Some positive changes have taken place in this regard. The Commerce Department announced in July 2022 that it would start requiring congressional approval to export certain licensed weaponry abroad. Unfortunately, because these weapons transfers still are being approved in a less regulated manner, the likelihood of them ending up in unsavory hands and being used in human rights violations is higher.

This was a point raised by congressional Democrats in late July of this year. They hope to undo the Trump‐​era authority that gave this power to the Commerce Department, which will allow concerns over human rights and weapons dispersion to be better evaluated.

Doing so will also reduce contracts to send weapons to Mexico, both reducing the number of weapons that need to be tracked and providing more protection against gang and cartel‐​associated individuals getting their hands on American‐​made weapons. 

Senators Elizabeth Warren (D‑MA) and Chris Murphy (D‑CT) recently joined with representatives Joaquin Castro (D‑TX) and Norma Torres (D‑CA) to push the issue again. The group sent a letter to the Secretary of Commerce in late September expressing “grave concern about Commerce Department actions.”

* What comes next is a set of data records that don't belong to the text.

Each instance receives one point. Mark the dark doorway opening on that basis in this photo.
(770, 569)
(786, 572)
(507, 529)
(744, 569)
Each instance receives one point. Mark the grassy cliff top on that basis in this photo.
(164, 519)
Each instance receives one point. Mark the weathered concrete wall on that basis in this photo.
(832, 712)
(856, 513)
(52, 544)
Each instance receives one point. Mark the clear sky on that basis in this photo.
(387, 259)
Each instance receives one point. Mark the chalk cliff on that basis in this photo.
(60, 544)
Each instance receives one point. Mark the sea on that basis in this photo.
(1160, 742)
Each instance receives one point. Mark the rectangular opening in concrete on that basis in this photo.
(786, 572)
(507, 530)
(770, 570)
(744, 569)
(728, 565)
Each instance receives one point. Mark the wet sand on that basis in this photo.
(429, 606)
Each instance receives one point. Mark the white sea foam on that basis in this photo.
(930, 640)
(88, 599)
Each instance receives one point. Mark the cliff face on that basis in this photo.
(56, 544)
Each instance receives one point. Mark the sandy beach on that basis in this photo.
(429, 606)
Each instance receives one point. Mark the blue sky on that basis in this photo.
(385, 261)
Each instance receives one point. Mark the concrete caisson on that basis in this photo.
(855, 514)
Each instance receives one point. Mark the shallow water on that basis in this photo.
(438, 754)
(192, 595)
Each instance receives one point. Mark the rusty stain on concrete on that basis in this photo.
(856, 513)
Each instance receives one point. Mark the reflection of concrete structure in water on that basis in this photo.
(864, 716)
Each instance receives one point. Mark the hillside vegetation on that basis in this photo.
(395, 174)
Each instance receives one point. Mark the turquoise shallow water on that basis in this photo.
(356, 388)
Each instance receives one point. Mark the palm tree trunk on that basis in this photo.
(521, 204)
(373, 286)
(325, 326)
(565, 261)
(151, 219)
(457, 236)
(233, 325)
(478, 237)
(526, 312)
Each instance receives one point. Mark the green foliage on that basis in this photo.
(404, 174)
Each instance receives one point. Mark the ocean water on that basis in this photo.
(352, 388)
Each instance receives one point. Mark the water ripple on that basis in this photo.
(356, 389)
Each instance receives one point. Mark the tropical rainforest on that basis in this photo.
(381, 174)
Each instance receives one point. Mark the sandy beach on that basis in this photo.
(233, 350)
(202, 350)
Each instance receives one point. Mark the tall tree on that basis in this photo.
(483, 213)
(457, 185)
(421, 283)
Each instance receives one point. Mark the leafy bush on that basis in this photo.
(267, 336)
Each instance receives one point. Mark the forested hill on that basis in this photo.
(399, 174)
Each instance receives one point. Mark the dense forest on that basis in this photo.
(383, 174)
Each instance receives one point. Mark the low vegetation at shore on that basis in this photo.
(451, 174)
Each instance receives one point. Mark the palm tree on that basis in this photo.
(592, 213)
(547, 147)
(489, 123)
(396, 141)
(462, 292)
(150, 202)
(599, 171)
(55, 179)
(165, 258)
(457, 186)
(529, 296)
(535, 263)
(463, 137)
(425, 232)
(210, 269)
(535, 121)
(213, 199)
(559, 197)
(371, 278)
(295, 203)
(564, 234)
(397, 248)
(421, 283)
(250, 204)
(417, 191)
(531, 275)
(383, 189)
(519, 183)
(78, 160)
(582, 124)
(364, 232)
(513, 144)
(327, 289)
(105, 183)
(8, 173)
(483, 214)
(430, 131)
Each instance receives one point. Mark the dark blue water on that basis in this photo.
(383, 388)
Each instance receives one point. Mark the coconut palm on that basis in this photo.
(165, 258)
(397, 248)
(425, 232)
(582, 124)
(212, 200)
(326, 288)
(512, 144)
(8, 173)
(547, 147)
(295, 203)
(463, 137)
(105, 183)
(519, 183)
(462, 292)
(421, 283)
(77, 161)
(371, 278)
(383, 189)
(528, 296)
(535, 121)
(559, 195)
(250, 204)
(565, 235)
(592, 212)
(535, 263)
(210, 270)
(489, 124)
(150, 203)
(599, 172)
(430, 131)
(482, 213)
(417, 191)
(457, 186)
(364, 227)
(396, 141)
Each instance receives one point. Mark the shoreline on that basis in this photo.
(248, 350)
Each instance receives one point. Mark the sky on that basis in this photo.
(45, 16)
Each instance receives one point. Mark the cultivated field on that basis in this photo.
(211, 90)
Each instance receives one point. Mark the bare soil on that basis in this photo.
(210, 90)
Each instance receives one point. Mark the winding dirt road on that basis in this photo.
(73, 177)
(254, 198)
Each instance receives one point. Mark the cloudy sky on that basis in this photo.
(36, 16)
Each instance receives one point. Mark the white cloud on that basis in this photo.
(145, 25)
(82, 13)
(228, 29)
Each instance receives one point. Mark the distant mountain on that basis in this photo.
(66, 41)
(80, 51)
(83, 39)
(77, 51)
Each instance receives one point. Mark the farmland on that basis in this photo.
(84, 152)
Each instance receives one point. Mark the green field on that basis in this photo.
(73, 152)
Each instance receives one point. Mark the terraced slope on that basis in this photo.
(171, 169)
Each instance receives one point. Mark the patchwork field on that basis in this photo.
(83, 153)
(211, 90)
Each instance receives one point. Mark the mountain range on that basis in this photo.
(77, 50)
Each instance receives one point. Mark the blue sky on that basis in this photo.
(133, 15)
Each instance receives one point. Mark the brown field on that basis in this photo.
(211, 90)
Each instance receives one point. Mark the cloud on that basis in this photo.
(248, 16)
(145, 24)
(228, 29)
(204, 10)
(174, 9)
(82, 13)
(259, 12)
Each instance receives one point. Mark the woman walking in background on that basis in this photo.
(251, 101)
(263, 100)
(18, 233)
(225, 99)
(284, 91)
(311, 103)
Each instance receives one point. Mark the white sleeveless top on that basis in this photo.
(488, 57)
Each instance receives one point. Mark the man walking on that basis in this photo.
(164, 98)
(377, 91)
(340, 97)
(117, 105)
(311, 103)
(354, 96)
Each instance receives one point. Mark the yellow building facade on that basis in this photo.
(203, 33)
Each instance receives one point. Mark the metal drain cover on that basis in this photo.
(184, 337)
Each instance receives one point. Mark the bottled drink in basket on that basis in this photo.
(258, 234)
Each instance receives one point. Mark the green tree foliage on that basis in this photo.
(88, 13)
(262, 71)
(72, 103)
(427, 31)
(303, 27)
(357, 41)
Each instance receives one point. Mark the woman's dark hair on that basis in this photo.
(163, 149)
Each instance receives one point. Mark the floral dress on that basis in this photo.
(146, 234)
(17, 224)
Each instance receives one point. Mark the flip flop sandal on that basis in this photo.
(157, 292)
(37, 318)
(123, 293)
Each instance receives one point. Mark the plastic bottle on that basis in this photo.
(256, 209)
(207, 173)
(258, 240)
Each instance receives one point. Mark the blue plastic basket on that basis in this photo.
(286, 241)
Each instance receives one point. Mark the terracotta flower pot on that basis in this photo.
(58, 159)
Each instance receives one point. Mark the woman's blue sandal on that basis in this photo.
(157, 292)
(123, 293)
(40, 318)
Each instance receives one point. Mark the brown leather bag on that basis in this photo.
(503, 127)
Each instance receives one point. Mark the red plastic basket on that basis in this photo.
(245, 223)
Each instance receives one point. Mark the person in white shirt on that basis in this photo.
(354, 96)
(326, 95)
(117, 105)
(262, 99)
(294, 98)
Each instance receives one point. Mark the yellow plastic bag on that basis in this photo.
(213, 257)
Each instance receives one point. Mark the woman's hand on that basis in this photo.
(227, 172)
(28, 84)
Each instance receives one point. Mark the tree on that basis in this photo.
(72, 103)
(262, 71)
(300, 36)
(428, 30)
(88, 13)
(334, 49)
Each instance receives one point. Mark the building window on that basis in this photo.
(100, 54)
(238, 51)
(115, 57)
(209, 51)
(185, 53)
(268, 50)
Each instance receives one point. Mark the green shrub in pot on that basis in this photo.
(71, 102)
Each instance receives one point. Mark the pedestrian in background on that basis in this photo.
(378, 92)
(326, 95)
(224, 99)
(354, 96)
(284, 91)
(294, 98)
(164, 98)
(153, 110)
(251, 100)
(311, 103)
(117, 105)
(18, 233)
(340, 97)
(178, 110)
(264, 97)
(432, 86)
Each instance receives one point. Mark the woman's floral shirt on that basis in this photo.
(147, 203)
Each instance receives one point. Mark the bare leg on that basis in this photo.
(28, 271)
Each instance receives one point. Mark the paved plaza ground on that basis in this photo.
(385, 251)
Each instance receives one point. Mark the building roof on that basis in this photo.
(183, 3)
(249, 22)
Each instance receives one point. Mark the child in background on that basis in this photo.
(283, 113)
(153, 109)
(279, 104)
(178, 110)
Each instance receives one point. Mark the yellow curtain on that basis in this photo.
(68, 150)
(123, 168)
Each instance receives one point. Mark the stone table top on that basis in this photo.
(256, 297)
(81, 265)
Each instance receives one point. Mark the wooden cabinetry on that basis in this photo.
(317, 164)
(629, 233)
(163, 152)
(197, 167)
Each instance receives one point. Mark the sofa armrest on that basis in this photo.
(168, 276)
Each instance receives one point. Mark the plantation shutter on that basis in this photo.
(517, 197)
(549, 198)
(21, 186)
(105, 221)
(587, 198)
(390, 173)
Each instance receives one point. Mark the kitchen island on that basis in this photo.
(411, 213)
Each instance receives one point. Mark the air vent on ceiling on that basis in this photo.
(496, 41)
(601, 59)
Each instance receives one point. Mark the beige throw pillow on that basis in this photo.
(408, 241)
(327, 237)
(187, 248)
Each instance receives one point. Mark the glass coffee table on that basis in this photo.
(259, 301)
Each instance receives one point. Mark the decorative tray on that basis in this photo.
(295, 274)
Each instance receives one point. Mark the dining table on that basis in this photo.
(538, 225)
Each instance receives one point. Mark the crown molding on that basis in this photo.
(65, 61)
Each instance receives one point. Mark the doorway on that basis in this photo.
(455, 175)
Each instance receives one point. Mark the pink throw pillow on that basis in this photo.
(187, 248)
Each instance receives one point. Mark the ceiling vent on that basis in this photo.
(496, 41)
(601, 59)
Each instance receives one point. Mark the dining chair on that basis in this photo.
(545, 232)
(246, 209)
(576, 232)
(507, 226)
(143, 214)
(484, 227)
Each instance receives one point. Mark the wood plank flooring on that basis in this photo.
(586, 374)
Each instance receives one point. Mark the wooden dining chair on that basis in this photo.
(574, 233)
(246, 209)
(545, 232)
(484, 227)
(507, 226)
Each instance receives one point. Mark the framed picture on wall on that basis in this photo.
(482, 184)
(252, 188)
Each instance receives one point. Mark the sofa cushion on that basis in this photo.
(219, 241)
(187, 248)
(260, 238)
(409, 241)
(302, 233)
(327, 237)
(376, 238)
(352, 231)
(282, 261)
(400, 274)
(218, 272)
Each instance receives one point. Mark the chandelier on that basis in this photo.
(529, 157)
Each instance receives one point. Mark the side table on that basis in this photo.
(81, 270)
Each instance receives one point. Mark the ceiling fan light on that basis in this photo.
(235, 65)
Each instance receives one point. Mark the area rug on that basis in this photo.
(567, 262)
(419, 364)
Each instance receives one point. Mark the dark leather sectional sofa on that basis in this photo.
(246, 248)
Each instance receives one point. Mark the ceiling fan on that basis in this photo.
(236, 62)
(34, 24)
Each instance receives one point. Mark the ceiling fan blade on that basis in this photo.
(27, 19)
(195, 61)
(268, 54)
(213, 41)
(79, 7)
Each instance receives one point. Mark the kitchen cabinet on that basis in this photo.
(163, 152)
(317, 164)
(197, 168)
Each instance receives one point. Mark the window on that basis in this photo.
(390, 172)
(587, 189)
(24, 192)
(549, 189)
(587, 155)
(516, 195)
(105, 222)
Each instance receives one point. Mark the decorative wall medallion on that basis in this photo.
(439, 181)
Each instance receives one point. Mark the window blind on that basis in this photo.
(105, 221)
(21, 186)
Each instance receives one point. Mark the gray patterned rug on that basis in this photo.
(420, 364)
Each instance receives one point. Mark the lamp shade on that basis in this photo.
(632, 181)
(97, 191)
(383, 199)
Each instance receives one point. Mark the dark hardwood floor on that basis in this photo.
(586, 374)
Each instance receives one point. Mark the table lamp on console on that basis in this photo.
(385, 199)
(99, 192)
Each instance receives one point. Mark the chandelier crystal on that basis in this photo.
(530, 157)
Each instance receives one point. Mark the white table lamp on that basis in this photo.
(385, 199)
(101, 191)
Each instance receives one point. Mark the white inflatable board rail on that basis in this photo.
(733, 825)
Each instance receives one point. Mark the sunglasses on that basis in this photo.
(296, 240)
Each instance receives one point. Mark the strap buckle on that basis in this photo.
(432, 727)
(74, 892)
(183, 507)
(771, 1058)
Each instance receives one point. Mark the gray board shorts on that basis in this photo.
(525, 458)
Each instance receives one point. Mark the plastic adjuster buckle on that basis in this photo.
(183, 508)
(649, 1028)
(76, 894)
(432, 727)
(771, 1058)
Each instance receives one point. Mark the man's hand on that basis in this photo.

The group expressed concern about “countries like Mexico, where corruption puts these weapons in the hands of criminals and identified violators of human rights.”

The Democrats in this case are right. In order to truly curb U.S. gun violence in Mexico, members of Congress must keep pushing these messages while introducing legislation in the National Defense Authorization Act that addresses these concerns.

Washington alone cannot stop gang and cartel violence in Mexico, but through necessary changes to current U.S. arms sale policy, Congress can greatly reduce the instances in which American weapons are at the center of such cases. Our politicians should not wait until the next innocent family is slaughtered to put these changes in place.